Pseudo-Random Number Generator for Cryptography
In the High Dimensionality Pseudo Random Number Generators article I showed a simple pseudo random number generator (PRNG), that could produce very long sequence with very high randomness complexity. While these generators have very good statistical properties, it is a fairly easy task to reverse engineer the PRNG internal state by examining the output sequence. As such it is useless for use in encryption, such as being used directly as a stream cipher to encrypt a message. Here I investigate how to make these generators secure in such a way that they can be used for as a stream cipher. I am not attempting to address the issue of randomness requirements for state initialization of cyptographic systems in general, which generally require an external physical random source of some sort. Here I only examine how PRNG outputs can be made to be unpredictable so that they can not be reverse engineered without doing a brute-force search of all parameter possibilities.

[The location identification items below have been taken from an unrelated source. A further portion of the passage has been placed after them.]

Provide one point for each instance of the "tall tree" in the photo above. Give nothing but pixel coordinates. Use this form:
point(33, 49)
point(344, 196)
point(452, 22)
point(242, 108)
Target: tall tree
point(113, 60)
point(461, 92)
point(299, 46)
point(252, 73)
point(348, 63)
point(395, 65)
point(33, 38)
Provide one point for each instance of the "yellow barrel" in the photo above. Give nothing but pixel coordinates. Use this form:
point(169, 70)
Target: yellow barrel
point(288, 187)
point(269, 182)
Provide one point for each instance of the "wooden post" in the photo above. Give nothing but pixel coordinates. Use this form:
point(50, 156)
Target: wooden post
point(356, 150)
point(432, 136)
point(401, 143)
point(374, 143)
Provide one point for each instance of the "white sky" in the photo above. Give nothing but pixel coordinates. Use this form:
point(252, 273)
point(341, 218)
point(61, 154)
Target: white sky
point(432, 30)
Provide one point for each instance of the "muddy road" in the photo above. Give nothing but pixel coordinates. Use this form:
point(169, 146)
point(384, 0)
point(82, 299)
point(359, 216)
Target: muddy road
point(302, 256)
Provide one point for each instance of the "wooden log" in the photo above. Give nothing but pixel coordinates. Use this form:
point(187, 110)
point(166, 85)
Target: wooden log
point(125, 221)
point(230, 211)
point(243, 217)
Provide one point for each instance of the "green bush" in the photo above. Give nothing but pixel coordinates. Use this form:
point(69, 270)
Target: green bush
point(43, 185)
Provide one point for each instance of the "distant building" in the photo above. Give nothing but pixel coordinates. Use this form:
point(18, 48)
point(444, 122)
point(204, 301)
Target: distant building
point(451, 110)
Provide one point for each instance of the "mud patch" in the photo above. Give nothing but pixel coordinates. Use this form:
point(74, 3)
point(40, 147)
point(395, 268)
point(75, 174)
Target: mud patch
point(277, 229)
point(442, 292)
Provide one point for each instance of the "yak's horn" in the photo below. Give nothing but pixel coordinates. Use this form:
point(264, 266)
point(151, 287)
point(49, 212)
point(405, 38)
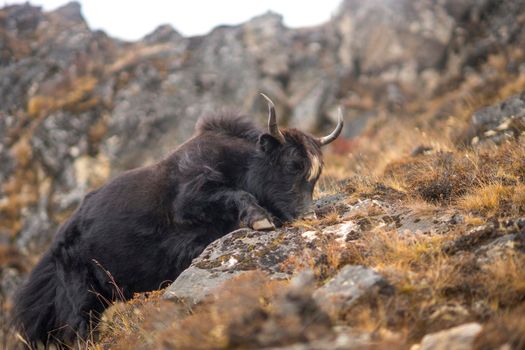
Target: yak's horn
point(329, 138)
point(273, 128)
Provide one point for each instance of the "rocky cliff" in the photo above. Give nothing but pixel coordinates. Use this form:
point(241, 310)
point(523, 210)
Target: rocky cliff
point(424, 177)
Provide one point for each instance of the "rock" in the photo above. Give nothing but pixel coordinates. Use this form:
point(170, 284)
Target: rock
point(495, 124)
point(350, 284)
point(194, 284)
point(231, 255)
point(73, 92)
point(460, 338)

Why are linear PRNGs so insecure?
It is well know that linear shift feedback register (LSFR) and linear congruential generators (LCG) are insecure. Given only a small sample of sequence values, it is possible to determine the underlying parameters and then predict future sequence values. The fundamental problem is that the only obscuring factor of PRNGs is the modulus. For example, if we take a look at the simplest PRNG:
$X_(i+1)=a*X_i mod p$
We see that this can produce random looking output, however it is a simple process to deduce the parameter $a$ and then be able to predict all future output. For this simple case shown here $a$ is simply $a = X_(i+1)*X_i^(p-2)$ While the problem becomes more complicated as we add more parameters and delays, it is still a relatively easy process to recover the original parameters. Here is one paper that outlines an algorithm to do this Shift-Register Synthesis and BCH Decoding - James L. Massey.
The main problem is that all operations with linear PRNGs are easily invertible. In fact, for the matrix based PRNG discussed previously, we go out of our way to make PRNG generating matrix invertible. It has to be invertible in order to produce maximal length sequences guaranteed to cover every possible vector combination. The advantage of our linear system is that it is easy to find maximal length generating matrices. The disadvantage is that we can reverse engineer the generating matrix given a fairly small number of sequence values.
In order to make our PRNG secure, we need to add a process to it that is not invertible. Since all linear operations are invertible our new process will also necessarily be a non-linear process. We can combine two or more linear PRNGs in a non-linear way to produce a secure PRNG. Here we investigate possible ways to do that.
The best approach is to use the PRNG to generate a sequence and to encrypt the output using a separate key and a secure algorithm such as AES. This way, even if the PRNG output is predictable, the encrypted output will be secure as long as the key remains secret. In this way we can build a secure stream cipher that allows us to access large encrypted files in a random access manner.